Now this question is often tricky, as answering you’re Lebanese can have several effects, some of them unpleasant (as in: Lebanese huh? Sleazy disgusting stare, wink wink) (damn you Haifa Wehbe) (damn you patriarchy) but I took the plunge anyway and gave him my Cedarland origins. Aha! Lebanese huh? Can I have you number? As he wasn’t sleazy or invading my private space Or giving me horrid winks, I politely said no ( I’m married you see) ( gGod sometimes it really does serve me well) and he went his way, wishing us good luck and carrying on his buoyant journey. He said he’d been in Morocco only for a few weeks: I couldn’t help wishing him well, and hoping he’ll still fire fuck yous to inconsiderate drivers.
This left me and my cabbie on our way to a teeny street tucked away in les orangers, taking on our way a Lalla going about her business in another part of Rabat. After circling the orangers for about ten minutes it became acutely clear that I didn’t know where I was going, that my cabbie didn’t know where I was going and that it was a bit of a problem. Automatically, Cabbie and Lalla made it their own private mission to drop me at the exact point I should be dropped if their life depended on it. Loubnanyah? Asked Lalla with a grin. Naam, said yours truly with an even bigger grin. Ahlan! You have to learn maghrebi! We’ll find where you need to go! And with that all other plans were put to a halt and the quest began. So here I was, sitting at the back, stuttering apologies for wasting people’s time ( I’ve lived in Geneva, city where if you’re not polite, you can be shunt out of Switzerland by Calvin or something) Cabbie asking on his left, Lalla on her right, until we arrived, me still apologizing, them still shouting words of welcome.
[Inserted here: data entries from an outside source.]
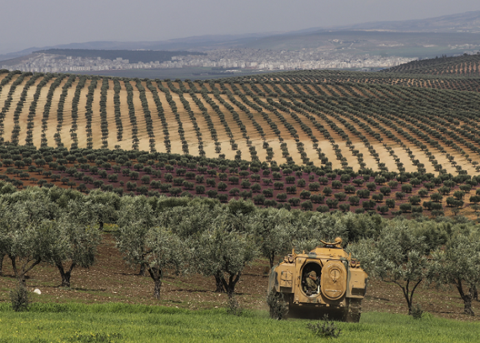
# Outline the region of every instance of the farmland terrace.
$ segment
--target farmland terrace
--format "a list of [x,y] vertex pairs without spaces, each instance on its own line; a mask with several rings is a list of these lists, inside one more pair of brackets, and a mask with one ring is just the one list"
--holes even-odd
[[206,82],[3,72],[0,141],[472,175],[479,90],[479,79],[342,71]]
When I retold that story to my Moroccan best friend, she said they loved Lebanese, to which I just think that it’s not that they love the Lebanese, it’s just that they themselves were kind. Mind you, I often heard the ‘we love the Lebanese’ claim in Tunis, Egypt and now Morocco. If we loved ourselves as a people as much as other people love us, we would have gotten rid of our appalling so called politics a long, long time ago, but anyway, I digress.
Talks of elections, constitution reviews, organic laws and 20th February movements, slut walks and Islamist political parties rolled during two days, and I found myself back on the plane to Beirut, my mouth full of cornes de gazelle and my mind and heart set on Moroccan tales.